The invention discloses an L-asparaginase mutant with the improved enzyme activity and a construction method thereof, and belongs to the field of gene engineering. According to the L-asparaginase mutant, on the basis of amino acid shown in the SEQ ID NO.2, the 107th glycine is mutated into aspartic acid. The obtained mutant is expressed in bacillus subtilis, fermentation is performed in a shake flask for 24 h and then the enzyme activity is 961 U/mL; the enzyme activity of the mutant is improved by 80%, the appetency of a substrate is decreased by 50% compared with protoenzyme, the catalytic efficiency is improved by 84%, and meanwhile the specific enzyme activity is improved by 83%. According to the L-asparaginase mutant, it is shown that the 107th amino acid residue has a great influence on the enzyme catalytic action, a certain foundation is provided for research on the enzyme catalytic mechanism, and the enzyme industrial application potential is improved.

Description

一种酶活提高的L-天冬酰胺酶突变体及其构建方法A kind of L-asparaginase mutant with improved enzyme activity and its construction method

技术领域technical field

本发明涉及一种酶活提高的L-天冬酰胺酶突变体及其构建方法,属于基因工程技术领域。The invention relates to an L-asparaginase mutant with improved enzyme activity and a construction method thereof, belonging to the technical field of genetic engineering.

背景技术Background technique

L-天冬酰胺酶(L-asparaginaseamidohydrolase,E.C.3.5.1.1)能够将L-天冬酰胺水解脱氨基形成L-天冬氨酸和氨。L-天冬酰胺酶具有抗肿瘤活性,目前已应用于治疗急性淋巴细胞白血病及霍金森病等,近年来研究发现L-天冬酰胺酶还可以减少油炸食品中丙烯酰胺的生成。L-天冬酰胺酶大小、结构及性质因来源不同而有所不同。L-天冬酰胺酶来源比较广泛,豚鼠血清、植物以及微生物中都发现含有L-天冬酰胺酶。L-asparaginase (L-asparaginaseamidohydrolase, E.C.3.5.1.1) can hydrolyze and deaminate L-asparagine to form L-aspartic acid and ammonia. L-asparaginase has anti-tumor activity and has been used in the treatment of acute lymphoblastic leukemia and Hodgkinson's disease. In recent years, studies have found that L-asparaginase can also reduce the formation of acrylamide in fried foods. The size, structure and properties of L-asparaginase vary from source to source. L-asparaginase has a wide range of sources, and L-asparaginase is found in guinea pig serum, plants and microorganisms.
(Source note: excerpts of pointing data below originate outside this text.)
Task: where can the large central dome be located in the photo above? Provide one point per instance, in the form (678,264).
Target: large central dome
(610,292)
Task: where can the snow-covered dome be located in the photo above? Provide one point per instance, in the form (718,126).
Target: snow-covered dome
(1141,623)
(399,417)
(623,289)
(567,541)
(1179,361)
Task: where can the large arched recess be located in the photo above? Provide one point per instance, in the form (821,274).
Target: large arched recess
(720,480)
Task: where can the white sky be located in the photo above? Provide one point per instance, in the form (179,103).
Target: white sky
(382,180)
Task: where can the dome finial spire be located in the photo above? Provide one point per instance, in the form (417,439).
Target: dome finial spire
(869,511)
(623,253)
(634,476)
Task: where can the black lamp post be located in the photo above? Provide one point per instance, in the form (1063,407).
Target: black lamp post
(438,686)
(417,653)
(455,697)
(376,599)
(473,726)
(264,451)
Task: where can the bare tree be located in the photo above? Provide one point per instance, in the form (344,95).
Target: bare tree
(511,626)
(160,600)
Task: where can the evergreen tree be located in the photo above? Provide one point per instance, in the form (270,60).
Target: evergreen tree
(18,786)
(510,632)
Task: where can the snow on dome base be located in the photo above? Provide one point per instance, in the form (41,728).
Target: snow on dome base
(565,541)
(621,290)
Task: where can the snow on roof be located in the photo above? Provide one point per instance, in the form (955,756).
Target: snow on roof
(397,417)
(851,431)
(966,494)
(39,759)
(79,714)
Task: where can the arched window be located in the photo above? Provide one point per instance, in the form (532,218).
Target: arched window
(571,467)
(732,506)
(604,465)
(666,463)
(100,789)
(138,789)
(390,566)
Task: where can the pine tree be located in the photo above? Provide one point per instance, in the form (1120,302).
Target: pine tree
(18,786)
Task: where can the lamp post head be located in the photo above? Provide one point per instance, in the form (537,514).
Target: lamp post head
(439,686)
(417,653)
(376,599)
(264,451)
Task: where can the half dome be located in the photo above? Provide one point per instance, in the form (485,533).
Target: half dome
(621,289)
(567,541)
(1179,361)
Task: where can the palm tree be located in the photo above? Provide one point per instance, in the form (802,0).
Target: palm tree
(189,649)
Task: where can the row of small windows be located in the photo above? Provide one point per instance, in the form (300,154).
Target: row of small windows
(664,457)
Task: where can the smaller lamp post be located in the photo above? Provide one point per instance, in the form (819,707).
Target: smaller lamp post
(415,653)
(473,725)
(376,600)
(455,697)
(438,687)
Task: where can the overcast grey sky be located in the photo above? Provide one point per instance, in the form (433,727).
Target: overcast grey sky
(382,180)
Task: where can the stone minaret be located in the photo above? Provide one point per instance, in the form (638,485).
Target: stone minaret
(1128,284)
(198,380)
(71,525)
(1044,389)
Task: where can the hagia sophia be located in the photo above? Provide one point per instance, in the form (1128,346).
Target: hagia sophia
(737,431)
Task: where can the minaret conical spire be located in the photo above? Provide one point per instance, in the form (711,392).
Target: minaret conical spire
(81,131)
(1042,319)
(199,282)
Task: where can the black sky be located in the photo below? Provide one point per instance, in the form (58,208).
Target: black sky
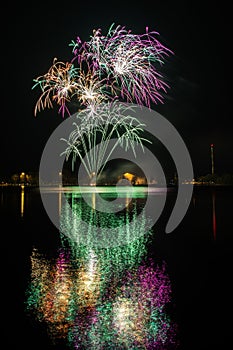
(198,103)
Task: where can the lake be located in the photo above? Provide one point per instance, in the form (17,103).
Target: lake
(149,290)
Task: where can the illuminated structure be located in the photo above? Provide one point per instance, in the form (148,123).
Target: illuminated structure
(96,298)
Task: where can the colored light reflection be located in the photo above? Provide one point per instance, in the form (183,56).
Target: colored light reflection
(102,298)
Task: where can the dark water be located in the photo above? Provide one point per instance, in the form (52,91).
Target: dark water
(198,256)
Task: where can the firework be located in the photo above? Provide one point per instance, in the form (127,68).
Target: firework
(120,65)
(57,85)
(109,121)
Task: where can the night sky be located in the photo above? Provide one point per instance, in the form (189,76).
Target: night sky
(199,73)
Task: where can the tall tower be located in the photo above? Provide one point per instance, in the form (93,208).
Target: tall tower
(212,158)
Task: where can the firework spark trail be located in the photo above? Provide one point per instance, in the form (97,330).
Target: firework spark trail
(93,133)
(128,61)
(119,65)
(58,84)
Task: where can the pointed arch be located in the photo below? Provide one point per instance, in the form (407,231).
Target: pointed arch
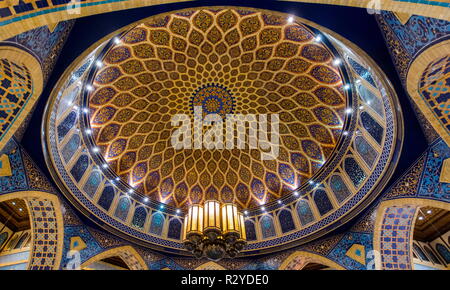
(309,257)
(210,266)
(128,254)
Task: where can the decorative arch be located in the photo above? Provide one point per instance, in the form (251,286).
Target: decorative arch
(51,223)
(301,258)
(399,216)
(128,254)
(49,12)
(21,63)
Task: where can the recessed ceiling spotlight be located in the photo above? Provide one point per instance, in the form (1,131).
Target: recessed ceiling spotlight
(337,61)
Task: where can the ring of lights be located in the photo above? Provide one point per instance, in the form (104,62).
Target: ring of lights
(63,157)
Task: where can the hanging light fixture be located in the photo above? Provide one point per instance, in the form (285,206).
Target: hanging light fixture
(214,230)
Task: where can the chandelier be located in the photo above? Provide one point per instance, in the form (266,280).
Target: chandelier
(214,231)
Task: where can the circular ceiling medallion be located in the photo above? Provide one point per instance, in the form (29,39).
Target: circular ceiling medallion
(222,62)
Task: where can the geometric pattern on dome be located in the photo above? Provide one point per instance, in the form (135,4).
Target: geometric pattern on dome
(229,61)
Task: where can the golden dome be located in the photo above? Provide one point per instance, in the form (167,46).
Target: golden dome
(228,61)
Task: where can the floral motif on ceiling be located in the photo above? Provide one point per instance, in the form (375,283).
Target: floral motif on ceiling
(227,61)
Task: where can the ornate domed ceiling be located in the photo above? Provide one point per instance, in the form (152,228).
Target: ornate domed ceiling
(108,129)
(227,61)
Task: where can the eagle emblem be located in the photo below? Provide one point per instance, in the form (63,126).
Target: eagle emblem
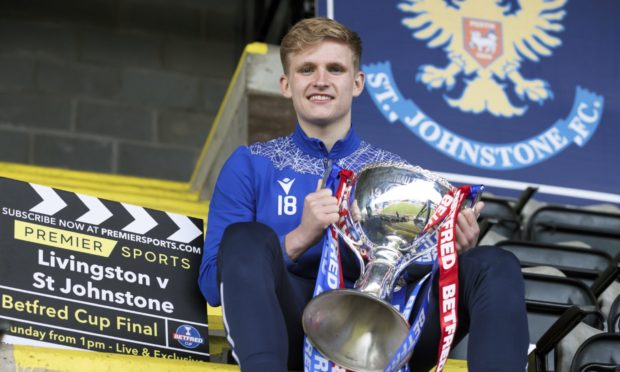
(486,41)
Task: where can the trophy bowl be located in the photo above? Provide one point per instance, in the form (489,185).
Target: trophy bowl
(358,328)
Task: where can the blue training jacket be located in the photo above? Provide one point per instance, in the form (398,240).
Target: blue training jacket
(267,182)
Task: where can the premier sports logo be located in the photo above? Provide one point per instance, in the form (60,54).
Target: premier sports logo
(486,42)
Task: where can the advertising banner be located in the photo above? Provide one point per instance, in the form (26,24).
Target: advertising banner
(81,272)
(506,93)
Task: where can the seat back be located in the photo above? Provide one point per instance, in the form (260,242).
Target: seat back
(575,262)
(598,353)
(613,321)
(555,224)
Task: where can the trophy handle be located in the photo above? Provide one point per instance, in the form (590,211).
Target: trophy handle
(353,238)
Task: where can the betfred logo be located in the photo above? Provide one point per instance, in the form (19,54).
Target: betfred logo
(482,40)
(188,336)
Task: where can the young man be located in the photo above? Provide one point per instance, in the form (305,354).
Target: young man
(269,213)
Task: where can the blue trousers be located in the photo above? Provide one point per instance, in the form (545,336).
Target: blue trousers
(263,303)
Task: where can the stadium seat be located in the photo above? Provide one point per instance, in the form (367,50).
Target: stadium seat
(598,353)
(613,322)
(547,337)
(565,225)
(575,262)
(504,214)
(547,299)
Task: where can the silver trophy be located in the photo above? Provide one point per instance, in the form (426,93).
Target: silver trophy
(358,328)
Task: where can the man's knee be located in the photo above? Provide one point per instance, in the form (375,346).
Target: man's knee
(492,258)
(245,247)
(243,238)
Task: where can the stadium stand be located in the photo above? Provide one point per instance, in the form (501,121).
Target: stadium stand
(598,353)
(575,262)
(505,214)
(566,225)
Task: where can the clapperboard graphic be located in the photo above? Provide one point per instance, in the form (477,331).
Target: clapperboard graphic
(82,272)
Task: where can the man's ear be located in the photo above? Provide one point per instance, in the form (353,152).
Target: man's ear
(358,83)
(285,88)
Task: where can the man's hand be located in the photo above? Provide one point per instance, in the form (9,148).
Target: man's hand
(320,211)
(467,230)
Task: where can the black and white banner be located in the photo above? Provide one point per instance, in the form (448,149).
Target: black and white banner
(82,272)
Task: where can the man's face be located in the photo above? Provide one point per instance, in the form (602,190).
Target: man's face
(322,82)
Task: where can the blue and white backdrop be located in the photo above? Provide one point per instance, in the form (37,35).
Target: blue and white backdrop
(506,93)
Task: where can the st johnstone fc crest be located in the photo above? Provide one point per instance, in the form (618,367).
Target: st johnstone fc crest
(485,43)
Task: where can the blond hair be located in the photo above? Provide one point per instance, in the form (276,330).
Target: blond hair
(312,31)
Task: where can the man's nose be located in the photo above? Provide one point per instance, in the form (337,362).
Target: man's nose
(321,78)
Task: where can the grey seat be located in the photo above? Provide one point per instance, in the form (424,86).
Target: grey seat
(598,353)
(556,224)
(575,262)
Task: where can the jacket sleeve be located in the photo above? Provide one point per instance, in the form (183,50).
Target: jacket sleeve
(233,201)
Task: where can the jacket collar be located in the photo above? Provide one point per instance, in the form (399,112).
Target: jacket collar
(315,147)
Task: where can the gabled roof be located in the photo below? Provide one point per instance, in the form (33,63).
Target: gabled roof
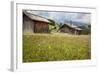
(71,26)
(36,17)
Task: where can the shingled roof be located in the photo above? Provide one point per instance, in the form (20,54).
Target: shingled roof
(71,26)
(36,17)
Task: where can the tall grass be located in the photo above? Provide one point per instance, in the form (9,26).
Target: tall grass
(50,47)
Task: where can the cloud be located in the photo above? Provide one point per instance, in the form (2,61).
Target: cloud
(64,16)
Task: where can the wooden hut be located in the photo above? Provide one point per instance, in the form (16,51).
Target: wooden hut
(34,23)
(70,29)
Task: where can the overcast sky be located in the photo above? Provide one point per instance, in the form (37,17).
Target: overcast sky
(63,17)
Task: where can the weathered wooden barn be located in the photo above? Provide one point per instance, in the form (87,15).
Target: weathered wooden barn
(70,29)
(35,24)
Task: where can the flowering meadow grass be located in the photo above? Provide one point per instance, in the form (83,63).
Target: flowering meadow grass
(55,47)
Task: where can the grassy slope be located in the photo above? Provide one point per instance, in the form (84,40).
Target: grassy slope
(49,47)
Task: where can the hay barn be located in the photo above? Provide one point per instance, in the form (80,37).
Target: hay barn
(70,29)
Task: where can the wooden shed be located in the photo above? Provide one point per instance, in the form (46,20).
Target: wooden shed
(70,29)
(35,23)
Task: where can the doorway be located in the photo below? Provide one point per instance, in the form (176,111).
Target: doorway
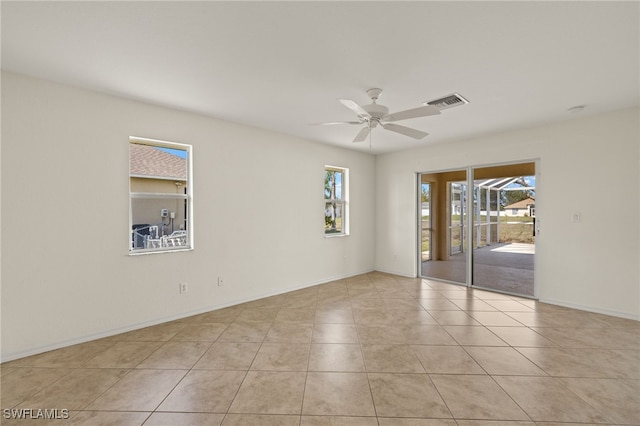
(443,196)
(497,203)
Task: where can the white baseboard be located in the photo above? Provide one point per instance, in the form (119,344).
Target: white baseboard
(108,333)
(593,309)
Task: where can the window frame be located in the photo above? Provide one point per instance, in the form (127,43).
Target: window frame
(343,201)
(187,196)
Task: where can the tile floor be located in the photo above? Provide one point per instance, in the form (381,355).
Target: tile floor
(375,349)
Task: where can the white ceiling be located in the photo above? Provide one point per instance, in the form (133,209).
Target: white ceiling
(283,65)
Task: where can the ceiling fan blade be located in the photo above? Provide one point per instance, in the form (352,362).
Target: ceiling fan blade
(331,123)
(416,134)
(355,107)
(424,111)
(362,135)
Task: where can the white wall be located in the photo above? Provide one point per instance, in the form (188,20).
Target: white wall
(258,209)
(588,165)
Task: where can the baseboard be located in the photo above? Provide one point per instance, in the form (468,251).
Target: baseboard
(592,309)
(161,320)
(398,273)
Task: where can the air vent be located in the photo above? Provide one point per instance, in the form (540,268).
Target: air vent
(449,101)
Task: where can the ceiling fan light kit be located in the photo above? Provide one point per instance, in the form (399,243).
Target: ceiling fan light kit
(374,114)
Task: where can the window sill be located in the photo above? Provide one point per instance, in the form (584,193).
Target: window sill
(146,252)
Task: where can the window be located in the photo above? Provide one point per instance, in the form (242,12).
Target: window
(160,196)
(335,201)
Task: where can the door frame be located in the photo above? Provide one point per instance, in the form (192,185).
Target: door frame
(470,169)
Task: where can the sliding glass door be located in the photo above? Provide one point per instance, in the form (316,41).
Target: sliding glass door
(477,227)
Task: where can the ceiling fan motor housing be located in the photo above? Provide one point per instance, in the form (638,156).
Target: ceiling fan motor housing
(376,111)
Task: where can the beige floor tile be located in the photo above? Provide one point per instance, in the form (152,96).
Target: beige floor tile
(453,318)
(510,305)
(300,302)
(367,301)
(406,395)
(108,418)
(372,316)
(156,333)
(546,399)
(495,360)
(267,302)
(395,421)
(342,394)
(209,391)
(334,316)
(257,315)
(270,392)
(296,316)
(412,317)
(261,420)
(592,363)
(391,359)
(176,355)
(521,336)
(24,382)
(139,390)
(70,357)
(446,360)
(473,305)
(228,356)
(123,355)
(408,304)
(498,423)
(381,334)
(335,333)
(308,292)
(423,293)
(245,332)
(184,419)
(289,333)
(438,305)
(282,357)
(225,315)
(477,397)
(336,357)
(494,319)
(334,302)
(195,332)
(604,338)
(337,421)
(474,336)
(75,390)
(618,400)
(502,360)
(427,335)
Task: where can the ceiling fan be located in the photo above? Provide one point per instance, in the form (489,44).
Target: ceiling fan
(373,114)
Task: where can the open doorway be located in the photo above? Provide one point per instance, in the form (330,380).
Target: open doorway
(497,204)
(443,225)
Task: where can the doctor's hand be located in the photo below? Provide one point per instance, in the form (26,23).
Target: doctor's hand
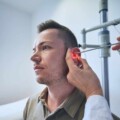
(117,47)
(83,78)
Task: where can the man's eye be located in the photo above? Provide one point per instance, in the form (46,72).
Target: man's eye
(45,47)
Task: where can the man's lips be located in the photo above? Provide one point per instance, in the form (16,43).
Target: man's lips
(38,68)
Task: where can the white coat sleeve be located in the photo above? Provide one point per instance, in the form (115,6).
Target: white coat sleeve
(96,108)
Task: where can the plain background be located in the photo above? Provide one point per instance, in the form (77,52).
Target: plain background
(18,31)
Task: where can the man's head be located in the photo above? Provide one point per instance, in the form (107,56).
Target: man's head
(49,52)
(66,34)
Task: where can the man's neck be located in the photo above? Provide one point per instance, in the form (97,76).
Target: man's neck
(57,94)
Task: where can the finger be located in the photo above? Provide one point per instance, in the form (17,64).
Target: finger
(118,38)
(85,63)
(71,64)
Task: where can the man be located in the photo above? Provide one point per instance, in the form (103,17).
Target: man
(73,90)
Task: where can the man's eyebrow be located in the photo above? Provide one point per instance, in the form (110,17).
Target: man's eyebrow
(41,43)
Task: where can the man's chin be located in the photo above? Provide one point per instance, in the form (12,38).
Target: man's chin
(40,80)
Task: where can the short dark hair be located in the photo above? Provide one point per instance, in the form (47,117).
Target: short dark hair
(69,38)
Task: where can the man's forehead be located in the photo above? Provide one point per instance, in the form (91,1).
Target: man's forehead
(47,36)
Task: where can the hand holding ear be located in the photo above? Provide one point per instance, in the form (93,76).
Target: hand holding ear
(83,79)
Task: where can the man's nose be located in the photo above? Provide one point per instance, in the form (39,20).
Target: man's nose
(36,57)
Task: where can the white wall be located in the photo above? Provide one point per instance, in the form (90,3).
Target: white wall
(79,14)
(18,29)
(16,75)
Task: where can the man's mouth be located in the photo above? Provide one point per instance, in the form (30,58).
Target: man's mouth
(38,68)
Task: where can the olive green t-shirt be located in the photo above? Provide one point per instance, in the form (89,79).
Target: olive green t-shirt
(71,109)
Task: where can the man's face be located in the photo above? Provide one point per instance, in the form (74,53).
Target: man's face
(49,57)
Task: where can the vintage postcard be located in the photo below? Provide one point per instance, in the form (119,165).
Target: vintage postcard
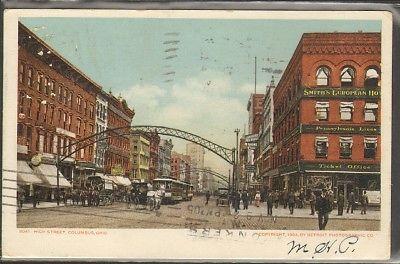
(192,135)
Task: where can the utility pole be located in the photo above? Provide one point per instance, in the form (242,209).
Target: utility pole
(237,130)
(255,75)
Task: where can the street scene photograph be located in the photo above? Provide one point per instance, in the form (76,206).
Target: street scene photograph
(186,123)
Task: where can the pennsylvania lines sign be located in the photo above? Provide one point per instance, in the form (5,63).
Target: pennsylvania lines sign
(341,129)
(341,93)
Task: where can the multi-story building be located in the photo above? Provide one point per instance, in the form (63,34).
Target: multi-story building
(117,154)
(196,153)
(180,166)
(164,157)
(255,109)
(101,126)
(265,144)
(140,156)
(154,158)
(327,114)
(56,107)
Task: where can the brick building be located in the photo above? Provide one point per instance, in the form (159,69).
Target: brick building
(326,114)
(117,156)
(154,170)
(56,108)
异源表达L-天冬酰胺酶突出的问题是,蛋白表达量低、L-天冬酰胺酶酶活低。因此,定点突变改造L-天冬酰胺酶,提高胞外酶活,对于提高L-天冬酰胺酶工业化应用前景具有重要意义。The prominent problems of heterologous expression of L-asparaginase are low protein expression and low activity of L-asparaginase. Therefore, site-directed mutagenesis to transform L-asparaginase and improve extracellular enzyme activity is of great significance for improving the industrial application prospect of L-asparaginase.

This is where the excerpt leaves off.